A VIEW FROM THE TOP – BY MAI NGUYEN

 

Hamjambo! Greetings from Dodoma, the capital city of Tanzania!

The Research in Improving System of Education (RISE) in Tanzania examines a wide set of issues, including the political economy of education reform, teacher motivation, and education service delivery – many of which I spent last year learning and thinking over in my Education & Development class. At the beginning of internship, the project’s principal investigators and our intern team determined the types of data to be collected throughout the summer related to these issues.  One of my main tasks during the past month is to map out the sector’s data collection and management system and gather as much data as possible from the central government before running the next stage of data collection in a sample of districts. Hence, I have been visiting ministries in Dodoma and Dar es Salaam to collect data and conduct interviews with government officials who are involved in various aspects of the education system.

Interviewing government officials on teacher placement.

Interviewing government officials on teacher placement.

My exposure to government institutions such as the Ministry of Education, the Teachers’ Service Commission, and the central administration of the President’s Office has given me valuable insights on the capacity of these institutions to plan, coordinate, and implement basic education in the country. There are many binding constraints in the system – the most obvious one being the lack of adequate IT infrastructure and human resources to collect and manage education data. Even at the Statistics Office of the central Basic Education Administration Unit, there was only one desktop with access to the data portal and one officer with a deep knowledge of this system. This resulted in missing and inconsistent data as well as hours of my life spent on scanning tables from dusty paper reports since there was no computerized data available for several years. Thinking back on the importance of evidence-based policy that we learned in class, I could not help but wonder how far the government’s capacity is from doing so when even the simplest data such as enrollment was a guesswork for some years.

RISE Tanzania Stakeholder Conference.

RISE Tanzania Stakeholder Conference.

Furthermore, the ongoing decentralization of basic education implementation from the Ministry of Education to the Regional Administration & Local Government authorities have resulted in a coordination challenge, with accountability mechanisms and human resources remaining to be fully rolled out. I got a peek of this when I was trying to collect data from both places – one would say that the other has the data, or that a certain function has been transferred while in fact no role has been created in the new education unit to take over the responsibility. The coordination challenge is not only between these government bodies, but also with development partners. At the RISE Stakeholder Reference Meeting earlier this month, several development partners presented lessons from their projects.
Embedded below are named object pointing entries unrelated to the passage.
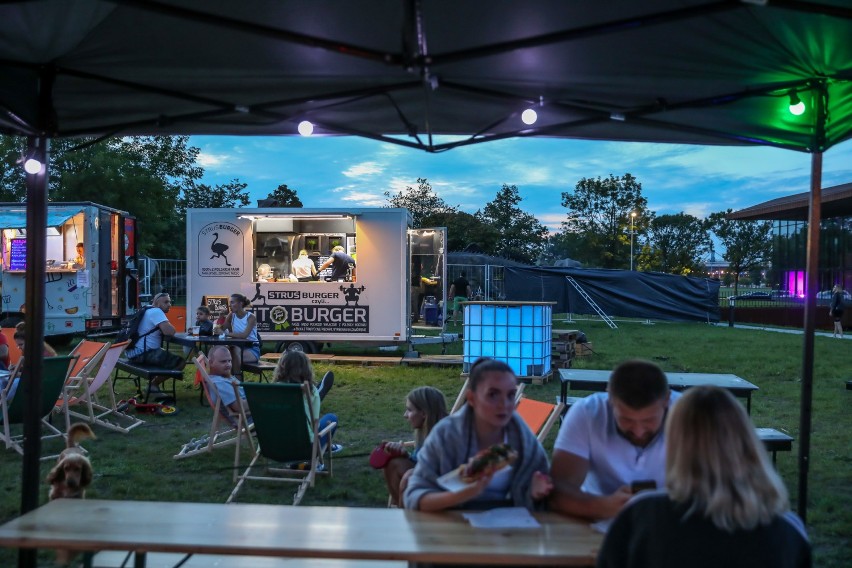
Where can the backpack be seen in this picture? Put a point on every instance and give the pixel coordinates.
(130, 332)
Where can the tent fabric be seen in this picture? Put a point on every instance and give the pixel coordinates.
(56, 216)
(619, 293)
(682, 71)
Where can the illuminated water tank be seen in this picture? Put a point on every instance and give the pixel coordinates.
(517, 333)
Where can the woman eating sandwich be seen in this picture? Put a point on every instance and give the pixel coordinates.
(483, 456)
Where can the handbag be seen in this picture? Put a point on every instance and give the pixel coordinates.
(380, 457)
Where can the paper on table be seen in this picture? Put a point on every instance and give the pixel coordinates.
(503, 518)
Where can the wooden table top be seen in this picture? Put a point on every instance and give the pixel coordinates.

It was interesting to note how eerily similar they all are – all focusing on improving learning outcome through teacher trainings, early grade reading, etc. None of them tackled the elephant in the room – which was teacher motivation & absenteeism. I tried to imagine myself in the shoes of the Permanent Secretary of Education sitting in the room at the time. How would I coordinate the efforts of development partners to align with the sector’s vision and work on the most intractable challenges, given their different agendas and pressure to show results in a five-year project? There is no easy answer.

Visiting Ngorogoro Crater with other Georgetown students.

Visiting Ngorogoro Crater with other Georgetown students.

While I was glad to learn that the data collection and management process has been improving over the last two years, I also saw more entrenched constraints that directly affect learning outcomes for students. In particular, the teachers’ incentive structure has led to low motivation and weak accountability in the system. For example, teachers have little choice over where they are deployed and promotions are often not based on performance. The issue of teacher absenteeism is not unique to Tanzania, but I gathered from the interviews a sense of reluctance from officials to acknowledge and tackle this problem. Teacher attendance data is not uniformly recorded across schools or reported up the line of management, and spot checks are infrequent; thus, the extent of the problem is not known to upper management. While recent reforms include disseminating national and within-district rankings of schools based on learning outcomes to the public, many families still do not know about these rankings or do not have the means to act on this information – such as moving their children to private schools or finding a receptive formal channel to make teachers and schools more accountable. Hopefully, one of the outcomes of this research project will be to give actionable recommendations to the Tanzanian government to improve teachers’ motivation and performance.

Visiting Bongoyo Island near Dar es Salaam.

Visiting Bongoyo Island near Dar es Salaam.

Overall, the top government offices that I have been interacting with have been more welcoming and open than I expected. Of course, this was after having to go through a long process of getting a work permit, a formal introduction from Twaweza, a support letter from the Permanent Secretary of Education, and multiple times explaining the aims of our research project so officers would feel more at ease giving answers and data. Even though my Kiswahili ability is limited, I found that opening the conversation with phrases of greetings and introduction in the local language always helped to lighten the atmosphere between us. This experience has allowed me to understand better the management and implementation of the education sector at the top level. I look forward to complementing this perspective with a more bottom-level view from upcoming interviews with district education officers and school visits. In the meantime, I will put my Stata skills to the test by cleaning up the data I recently gathered and use the knowledge that I gained from my research classes to help design a school-based survey.